You don’t necessarily have to be an extrovert, an outgoing entrepreneur, or a great public speaker in order to succeed in your career. Introverts are people who have unique strengths and capabilities and prefer to work alone. Introverted people have great observational skills, and can succeed throughout their career without the need to interact much with others. For these reasons, Akhtaboot the career network highlights the best types of jobs for introverted people:
Self-employment or Freelancing
Introverts usually have a difficult time promoting or selling themselves; which is why some introverts find it hard to excel at interviews and get hired for jobs. People with introverted personalities are usually reserved, self-disciplined, and detail oriented. If you’re an introvert who has a skill for writing, designing, or has the motivation to work independently, then you can either become a freelancer, or invest in starting your own business. Since introverts thrive on solitude, freelancing will give them their own time and space to brainstorm, execute and present their work.
An Online Career
An online career will require minimal person-to-person interaction, which is why this career path may be ideal from some introverted people. An online career won’t minimize your interaction with groups of people completely, which is a good thing for most introverts because not all of them are anti-social. With virtual social situations, introverted people can easily hold a conversation with customers, clients, followers or social media managers without the need for direct face-to-face interaction. An online career can be ideal for web writers, bloggers, video editors or even social media experts.

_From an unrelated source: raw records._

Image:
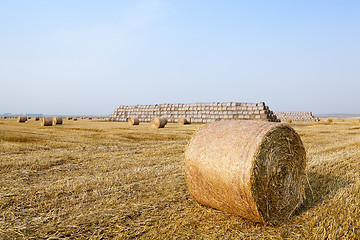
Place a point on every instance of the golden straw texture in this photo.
(46, 121)
(57, 120)
(133, 121)
(328, 121)
(288, 121)
(183, 121)
(158, 122)
(254, 169)
(22, 119)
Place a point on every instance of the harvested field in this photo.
(93, 180)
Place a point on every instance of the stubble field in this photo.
(101, 180)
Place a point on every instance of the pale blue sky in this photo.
(88, 57)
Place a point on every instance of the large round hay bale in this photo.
(57, 120)
(254, 169)
(158, 122)
(21, 119)
(133, 121)
(184, 120)
(46, 121)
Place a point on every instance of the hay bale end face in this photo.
(46, 121)
(57, 120)
(21, 119)
(254, 169)
(288, 121)
(133, 121)
(158, 122)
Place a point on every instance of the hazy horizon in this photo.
(88, 57)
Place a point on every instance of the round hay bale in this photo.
(255, 169)
(46, 121)
(184, 120)
(158, 122)
(133, 121)
(328, 121)
(288, 121)
(21, 119)
(57, 120)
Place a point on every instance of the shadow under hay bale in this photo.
(250, 168)
(158, 122)
(133, 121)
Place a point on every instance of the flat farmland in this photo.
(101, 180)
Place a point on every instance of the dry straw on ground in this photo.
(183, 121)
(328, 121)
(133, 121)
(21, 119)
(57, 120)
(158, 122)
(250, 168)
(46, 121)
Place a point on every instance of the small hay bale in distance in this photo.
(254, 169)
(46, 121)
(21, 119)
(158, 122)
(57, 120)
(133, 121)
(328, 121)
(183, 121)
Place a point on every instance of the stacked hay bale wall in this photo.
(295, 116)
(197, 112)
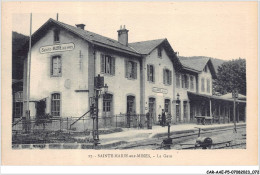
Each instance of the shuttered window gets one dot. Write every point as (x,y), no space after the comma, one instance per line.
(167,77)
(178,80)
(208,85)
(186,77)
(56,66)
(130,69)
(202,85)
(55,104)
(56,35)
(150,73)
(107,64)
(191,83)
(182,81)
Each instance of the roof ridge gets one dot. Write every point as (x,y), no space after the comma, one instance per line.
(148,40)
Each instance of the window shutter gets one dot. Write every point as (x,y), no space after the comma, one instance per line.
(135,70)
(188,81)
(163,76)
(60,65)
(126,70)
(170,77)
(153,74)
(113,66)
(102,63)
(148,72)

Jobs With Limited Communication
If you’re an introvert who prefers to avoid frequently communicating with others, then pursing a job with limited communication would be ideal for you. For instance, software developers, researchers, photographers or even accountants do require some sort of communication within the organization, yet it won’t require any public speaking or frequent social interactions. Jobs with limited communication will keep you from having to put up with small talk for social activities that might otherwise make you feel uncomfortable.